项目所依赖的包主要有tensorflow,matplotlib,pandas,sklearn,numpy等等,这里有些包在你装好Anaconda时就已经存在,通过在终端中输入
conda list
就可以知道已有的python包,要安装本来没有的,只要在终端中输入
conda install tensorflow
就行,这里以tensorflow举例 。
数据基于加利福尼亚州 1990 年的人口普查数据。
参考教程:https://developers.google.cn/machine-learning/crash-course/first-steps-with-tensorflow/programming-exercises
通过TensorFlow实现一个线性回归的模型大致分为如下几个步骤:
直接给出完整代码,注释中对代码都做出了解释。
first_steps_with_tensorflow.py文件
#!/usr/bin/python
# -*- coding: UTF-8 -*-
from __future__ import print_function
import math
from IPython import display
from matplotlib import cm
from matplotlib import gridspec
from matplotlib import pyplot as plt
import numpy as np
import pandas as pd
from sklearn import metrics
import tensorflow as tf
from tensorflow.python.data import Dataset
#一些初始化设定
tf.logging.set_verbosity(tf.logging.ERROR)

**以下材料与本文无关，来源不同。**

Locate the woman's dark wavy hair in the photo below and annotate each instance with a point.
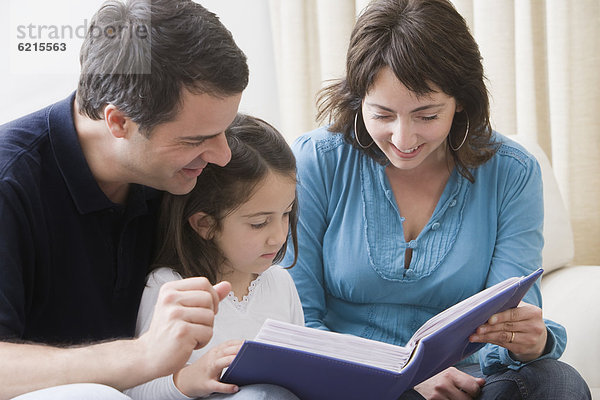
(423, 42)
(257, 148)
(139, 56)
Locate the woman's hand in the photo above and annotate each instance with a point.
(201, 378)
(451, 384)
(521, 330)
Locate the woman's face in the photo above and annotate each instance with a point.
(411, 131)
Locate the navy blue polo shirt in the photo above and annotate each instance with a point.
(72, 263)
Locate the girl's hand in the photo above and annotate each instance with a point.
(521, 330)
(451, 384)
(201, 378)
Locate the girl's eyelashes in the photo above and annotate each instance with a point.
(378, 116)
(259, 225)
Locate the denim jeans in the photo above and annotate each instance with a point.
(544, 379)
(92, 391)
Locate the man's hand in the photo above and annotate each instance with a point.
(182, 322)
(202, 377)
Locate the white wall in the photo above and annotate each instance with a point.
(32, 80)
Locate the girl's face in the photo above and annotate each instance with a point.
(252, 235)
(411, 131)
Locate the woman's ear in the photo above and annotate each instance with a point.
(203, 224)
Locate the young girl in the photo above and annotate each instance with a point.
(234, 225)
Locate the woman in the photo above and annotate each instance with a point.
(410, 203)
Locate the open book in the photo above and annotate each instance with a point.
(317, 364)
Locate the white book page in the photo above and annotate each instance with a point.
(450, 314)
(331, 344)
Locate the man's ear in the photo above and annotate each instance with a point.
(203, 224)
(117, 122)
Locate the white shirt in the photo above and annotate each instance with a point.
(271, 295)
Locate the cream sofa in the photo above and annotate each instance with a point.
(571, 293)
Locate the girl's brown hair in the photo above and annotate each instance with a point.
(257, 148)
(423, 42)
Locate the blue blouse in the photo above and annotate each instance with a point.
(350, 272)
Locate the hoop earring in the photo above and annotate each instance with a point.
(356, 134)
(464, 138)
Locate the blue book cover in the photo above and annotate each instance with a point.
(443, 341)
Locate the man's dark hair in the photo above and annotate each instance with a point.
(140, 55)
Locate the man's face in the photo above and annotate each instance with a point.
(177, 151)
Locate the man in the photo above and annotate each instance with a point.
(80, 185)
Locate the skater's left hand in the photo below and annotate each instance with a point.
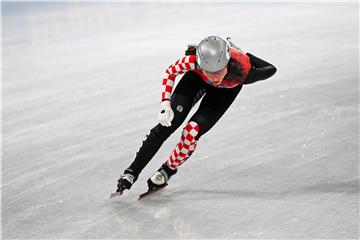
(166, 114)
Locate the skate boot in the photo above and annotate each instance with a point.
(161, 177)
(127, 180)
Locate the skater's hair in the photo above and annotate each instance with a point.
(191, 50)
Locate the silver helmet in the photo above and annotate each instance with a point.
(212, 54)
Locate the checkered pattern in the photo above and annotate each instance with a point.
(185, 147)
(179, 67)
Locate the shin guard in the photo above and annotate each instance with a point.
(185, 147)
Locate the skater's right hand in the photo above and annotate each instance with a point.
(166, 114)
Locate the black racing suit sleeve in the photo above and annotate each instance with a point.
(260, 70)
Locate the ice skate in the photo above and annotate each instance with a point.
(125, 182)
(160, 177)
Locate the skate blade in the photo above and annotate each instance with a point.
(151, 191)
(116, 194)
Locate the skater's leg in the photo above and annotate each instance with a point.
(157, 135)
(212, 107)
(189, 90)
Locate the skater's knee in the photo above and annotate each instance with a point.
(191, 132)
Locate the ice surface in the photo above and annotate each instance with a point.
(81, 88)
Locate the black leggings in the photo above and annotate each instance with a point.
(214, 104)
(189, 90)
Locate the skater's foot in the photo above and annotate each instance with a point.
(160, 177)
(126, 180)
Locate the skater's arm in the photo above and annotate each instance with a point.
(260, 70)
(179, 67)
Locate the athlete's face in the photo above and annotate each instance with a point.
(216, 77)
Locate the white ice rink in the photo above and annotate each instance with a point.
(81, 87)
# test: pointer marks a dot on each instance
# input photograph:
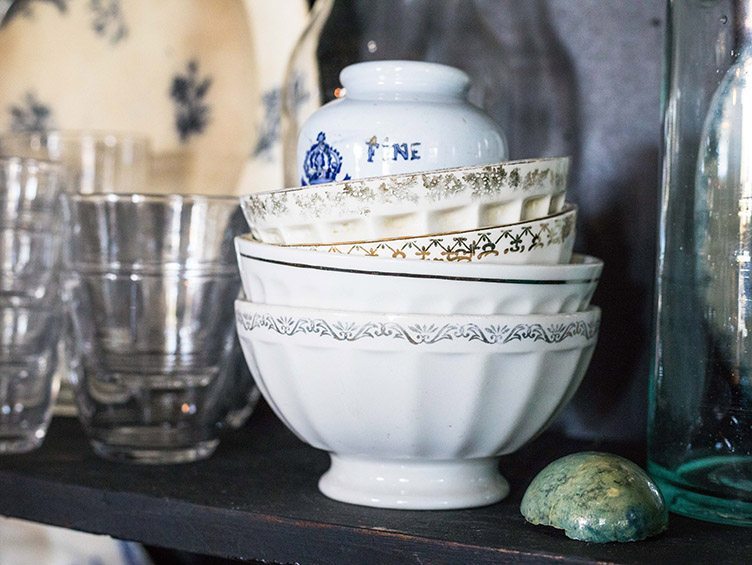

pd.options.display.max_rows = 10
pd.options.display.float_format = '{:.1f}'.format
#通过pandas从特定网址加载数据集
california_housing_dataframe = pd.read_csv("https://download.mlcc.google.com/mledu-datasets/california_housing_train.csv", sep=",")
#对数据进行随机化处理,调用了numpy中的函数
california_housing_dataframe = california_housing_dataframe.reindex(
np.random.permutation(california_housing_dataframe.index))
#将房价统一除1000方便后续处理
california_housing_dataframe["median_house_value"] /= 1000.0
#调用print函数才会显示内容
print(california_housing_dataframe.describe())
#-------- step1:定义特征并配置特征列 ----------#
#比如提取total_rooms这一列
my_feature = california_housing_dataframe[["total_rooms"]]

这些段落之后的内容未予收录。